Hustler Magazine founder Larry Flynt says he's received hundreds of leads since putting up a $10 million reward for information that leads to the impeachment of President Donald Trump.

On average, Flynt tells Newsweek that he gets 400 to 500 responses per day from people claiming to have information that could oust Trump from office.

"You know this is all about investigation," the 74-year-old First Amendment advocate and pornographer said in a phone interview Wednesday, stressing it would take weeks to go through all the information.

"As each day goes by we think it's a needle in a haystack or the straw that broke the camel's back, so to speak," Flynt said. "But things don't stick to this guy. … Since he announced his candidacy it's always been my opinion that no one could live as reckless as Trump for 70 years and not accumulate a lot of baggage along the way —and some road kill too."

Flynt believes the Republican's vast finances – with alleged links to Russia and other foreign governments – makes the president ripe for a takedown, but solid proof is difficult to come across. The president's trustworthiness serves as another problem for Flynt's bounty.

"Every time he opens his mouth he tells another lie," he said. "I think he's vulnerable, though, I think it's going to crack."

The White House has not responded to Flynt's offer, but has called efforts by Democrats to introduce articles of impeachment "ridiculous" or "pathetic."

Flynt thrust himself back into the national spotlight and a fresh First Amendment debate over the weekend when he took out a full-page advertisement in The Washington Post's Sunday edition offering the $10 million bounty.

Flynt is seeking anything that could give Congress grounds to charge Trump under the Constitutional impeachment threshold of "high crimes and misdemeanors."

"Impeachment would be a messy, contentious affair, but the alternative — three more years of destabilizing dysfunction — is worse," Flynt wrote in the ad. "I feel it is my patriotic duty, and the duty of all Americans, to dump Trump before it's too late."

The ad included a hotline and email address to submit information – insisting calls and correspondence would be kept confidential — and the hotline will run for two weeks. He later said Monday things were "getting interesting" after the ad was published.

Flynt estimated his titular company could be worth $500 million back in 2014, so he likely can afford to pay out such a massive political bounty.

Flynt has done this kind of thing before. In December, 1998, at the height of the Bill Clinton-Monica Lewinsky sex scandal, the longtime foe of the Republican Party said his investigators discovered four women who claimed to have had affairs with Congressman Robert Livingston, then the House speaker.

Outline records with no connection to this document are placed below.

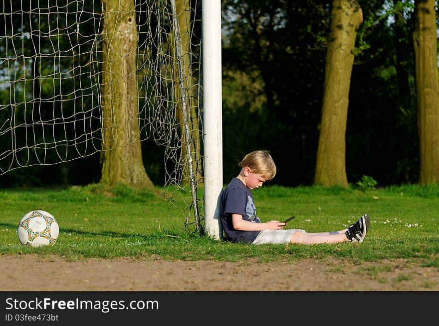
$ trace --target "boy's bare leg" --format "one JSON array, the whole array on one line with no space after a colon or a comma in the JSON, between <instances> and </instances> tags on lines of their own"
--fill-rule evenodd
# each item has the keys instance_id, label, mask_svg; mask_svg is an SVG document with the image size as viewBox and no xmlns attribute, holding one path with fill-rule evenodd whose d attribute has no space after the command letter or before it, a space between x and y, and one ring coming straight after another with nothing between
<instances>
[{"instance_id":1,"label":"boy's bare leg","mask_svg":"<svg viewBox=\"0 0 439 326\"><path fill-rule=\"evenodd\" d=\"M307 234L320 234L320 235L328 235L329 234L339 234L340 233L344 233L346 231L348 230L348 229L345 228L343 230L340 230L340 231L334 231L333 232L308 232L305 231L305 233Z\"/></svg>"},{"instance_id":2,"label":"boy's bare leg","mask_svg":"<svg viewBox=\"0 0 439 326\"><path fill-rule=\"evenodd\" d=\"M330 232L310 233L298 230L291 234L290 238L290 243L300 244L338 243L346 242L350 242L350 240L348 239L344 233L337 233L336 234L330 234Z\"/></svg>"}]
</instances>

The Louisiana Republican ended up resigning in the middle of the debate over whether to impeach Clinton.

Flynt has used his considerable wealth and reach to influence politics and expose hypocritical "family values" politicians as far as the 1970s, even against Trump. Last October, he was willing to pay $1 million for "scandalous" recordings that showed the then-presidential candidate "engaging in illegal activity or acting in a sexually demeaning or derogatory manner" and even started a website for people to submit claims, USA Today reported.

In September 2012, he offered up to $1 million for former Republican presidential candidate Mitt Romney's tax returns or any other financial information. Later that month, Romney released returns from 2011.

In 2007, Flynt promised another million to anyone who proved he or she had a sexual affair with a Congressman.

It was an offer Flynt first made in 1976 also nestled inside a full-page ad in The Post, and now he's going after the biggest office of them all.